On to Fish basket village. A little more difficult to locate, but locals helpfully pointed us in the right direction. Walking through the gates of one man’s yard we were staggered by the amount, variety and sizes of woven basket – all depending on the type of fish to be caught. We never knew his name but what a delight he was. At 77, he and his wife had been making fish trap baskets for decades – back when they were commonly. Now it’s mostly to keep the tradition alive and to supply the tourist market … although he still uses some for catching eels, shrimp and larger fish in the summer. The original bamboo house is still used as a sitting area (we were treated to copious bananas and fresh pomelos — along with high proof home-made ‘happy water’ that made your eyes water). He showed us the house they now live in (basically one large room with three sections) and the separate kitchen building. Traditionally cooking had been done over a wide open fire pit … the heat and smoke rising to create a smoking area above. It was like stepping back in time … there was even an original well in the courtyard … still functioning … although one probably wouldn’t want to drink the water. David (the tour guide) grew up in the area and was completely transported back to his childhood … pointing out things he remembered. I think he was just as taken with this tour as we were.
A quick stop on the outskirts of Ninh Bin for coffee and food, then on to the Mountain Home Stay … surrounded by limestone hills – just like at Lan Ha, but this time on land. A maze of narrow roads, red roofs, small rustic restaurants/ coffee shops spread out along the river. Scooters, of course, but now many visitors on rented bicycles peddle the perfectly flat by-ways to visit the sights.
Really feeling the lack of sleep now, we took advantage of an early check in to have a nap. Then took out two of the bikes for a quick explore of the area before it got dark. A criss-cross of roads and canals that seem to go on forever.
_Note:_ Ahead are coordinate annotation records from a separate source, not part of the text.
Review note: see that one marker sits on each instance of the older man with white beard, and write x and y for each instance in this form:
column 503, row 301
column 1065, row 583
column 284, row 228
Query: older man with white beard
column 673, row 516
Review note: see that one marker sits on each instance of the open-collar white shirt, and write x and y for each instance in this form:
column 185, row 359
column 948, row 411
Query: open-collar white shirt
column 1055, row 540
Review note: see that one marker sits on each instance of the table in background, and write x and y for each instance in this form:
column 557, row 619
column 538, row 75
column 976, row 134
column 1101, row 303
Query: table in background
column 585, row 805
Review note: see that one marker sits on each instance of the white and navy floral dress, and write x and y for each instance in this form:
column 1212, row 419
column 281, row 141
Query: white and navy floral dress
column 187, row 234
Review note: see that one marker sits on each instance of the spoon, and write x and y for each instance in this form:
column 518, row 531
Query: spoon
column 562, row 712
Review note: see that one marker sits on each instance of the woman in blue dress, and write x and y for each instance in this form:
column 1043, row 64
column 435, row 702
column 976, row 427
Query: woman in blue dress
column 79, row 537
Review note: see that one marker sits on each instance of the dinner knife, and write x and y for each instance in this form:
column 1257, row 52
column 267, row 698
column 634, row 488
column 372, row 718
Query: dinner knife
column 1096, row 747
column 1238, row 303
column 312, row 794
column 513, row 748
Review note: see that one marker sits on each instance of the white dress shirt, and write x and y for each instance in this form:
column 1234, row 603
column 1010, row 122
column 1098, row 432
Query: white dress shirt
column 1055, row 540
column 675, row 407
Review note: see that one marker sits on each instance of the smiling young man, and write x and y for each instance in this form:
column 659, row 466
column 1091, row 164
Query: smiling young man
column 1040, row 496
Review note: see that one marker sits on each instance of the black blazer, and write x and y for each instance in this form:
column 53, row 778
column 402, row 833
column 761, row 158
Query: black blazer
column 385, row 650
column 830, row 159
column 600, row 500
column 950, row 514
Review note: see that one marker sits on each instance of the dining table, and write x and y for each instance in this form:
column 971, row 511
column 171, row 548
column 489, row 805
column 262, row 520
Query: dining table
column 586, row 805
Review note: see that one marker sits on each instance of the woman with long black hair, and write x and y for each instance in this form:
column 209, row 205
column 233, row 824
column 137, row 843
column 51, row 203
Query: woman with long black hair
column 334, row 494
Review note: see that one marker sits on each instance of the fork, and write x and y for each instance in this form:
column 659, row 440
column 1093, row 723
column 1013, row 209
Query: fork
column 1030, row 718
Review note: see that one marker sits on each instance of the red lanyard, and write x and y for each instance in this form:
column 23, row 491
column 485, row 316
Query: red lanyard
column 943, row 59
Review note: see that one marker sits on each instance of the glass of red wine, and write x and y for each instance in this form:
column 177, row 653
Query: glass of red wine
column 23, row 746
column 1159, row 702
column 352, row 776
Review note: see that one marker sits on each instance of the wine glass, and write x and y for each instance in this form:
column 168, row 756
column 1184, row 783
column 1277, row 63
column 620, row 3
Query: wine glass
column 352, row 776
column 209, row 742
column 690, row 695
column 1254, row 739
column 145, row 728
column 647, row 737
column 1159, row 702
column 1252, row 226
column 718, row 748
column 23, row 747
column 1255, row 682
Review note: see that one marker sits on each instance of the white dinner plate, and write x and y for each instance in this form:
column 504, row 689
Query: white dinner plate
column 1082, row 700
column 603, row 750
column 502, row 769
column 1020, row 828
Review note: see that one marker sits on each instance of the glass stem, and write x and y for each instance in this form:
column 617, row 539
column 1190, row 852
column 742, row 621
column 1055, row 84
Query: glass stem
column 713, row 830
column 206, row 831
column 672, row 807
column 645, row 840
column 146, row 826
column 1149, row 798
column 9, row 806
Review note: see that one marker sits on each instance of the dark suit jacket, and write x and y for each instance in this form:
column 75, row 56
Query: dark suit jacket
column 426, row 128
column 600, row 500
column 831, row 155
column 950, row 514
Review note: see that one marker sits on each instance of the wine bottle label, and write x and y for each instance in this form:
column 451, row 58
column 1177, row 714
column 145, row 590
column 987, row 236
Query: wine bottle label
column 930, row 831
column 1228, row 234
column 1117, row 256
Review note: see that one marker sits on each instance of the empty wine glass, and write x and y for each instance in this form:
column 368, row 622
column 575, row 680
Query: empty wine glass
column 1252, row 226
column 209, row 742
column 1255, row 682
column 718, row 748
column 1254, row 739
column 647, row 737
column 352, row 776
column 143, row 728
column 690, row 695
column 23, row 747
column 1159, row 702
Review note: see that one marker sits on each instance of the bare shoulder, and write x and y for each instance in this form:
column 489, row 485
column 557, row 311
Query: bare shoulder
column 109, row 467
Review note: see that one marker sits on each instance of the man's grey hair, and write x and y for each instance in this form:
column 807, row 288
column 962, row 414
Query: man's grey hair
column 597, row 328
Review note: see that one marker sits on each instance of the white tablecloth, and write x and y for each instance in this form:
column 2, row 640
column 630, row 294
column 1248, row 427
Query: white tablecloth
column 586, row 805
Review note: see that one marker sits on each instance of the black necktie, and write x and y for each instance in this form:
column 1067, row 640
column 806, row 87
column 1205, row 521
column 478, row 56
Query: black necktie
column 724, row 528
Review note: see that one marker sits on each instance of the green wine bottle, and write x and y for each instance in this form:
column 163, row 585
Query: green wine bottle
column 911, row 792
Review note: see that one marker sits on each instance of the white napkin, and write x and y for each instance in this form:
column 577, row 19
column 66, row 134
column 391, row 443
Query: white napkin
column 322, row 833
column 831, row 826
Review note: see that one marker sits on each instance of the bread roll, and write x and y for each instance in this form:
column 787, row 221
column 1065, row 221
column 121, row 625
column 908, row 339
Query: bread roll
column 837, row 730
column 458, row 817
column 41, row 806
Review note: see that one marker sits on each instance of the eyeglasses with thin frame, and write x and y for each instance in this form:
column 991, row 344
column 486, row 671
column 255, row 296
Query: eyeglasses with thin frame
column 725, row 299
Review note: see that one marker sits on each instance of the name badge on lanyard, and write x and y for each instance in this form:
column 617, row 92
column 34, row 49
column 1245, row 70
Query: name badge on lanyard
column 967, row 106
Spotted three young lads fishing and stopped to say hello (Xin Chao) – they chattered back in Vietnamese, wondering why we didn’t understand. But then they noticed the camera and were eager to have a photo. They seemed very pleased with the result … pointing to each other with glee.
Suddenly, the smell of roasting duck filled the air as we rode past one of the restaurants, and there on spits (inside a glassed-in roaster) were several golden-brown ducks. If we’re back here by 6:30, we can have some. Done! Took the bikes back, changed, put on bug spray and arrived back a touch later at 6:45 … GONE. Snooze and you lose! The lady who’d promised us the duck forgot to tell her husband, the roaster … she was so upset. “Tomorrow”, she said, “there will be duck tomorrow!” We settled for a big bowl of Pho instead.


















One Comment
Tim
Yes. the Vietnamese coffee puts hair on your chest! I like it, although the sugar content from the condensed milk is a bit perilous if over-consumed!
The soy sauce is interesting. I didn’t realize it was so different to the rest of Asia. What does it taste like? Ah- The pomelo! For a long time I thought this was the original grapefruit, but I was wring.. It is a recent variation through genetic selection. Usually very sweet, though thick skin. Fish Baskets are new to me. I wonder what tourists use them for?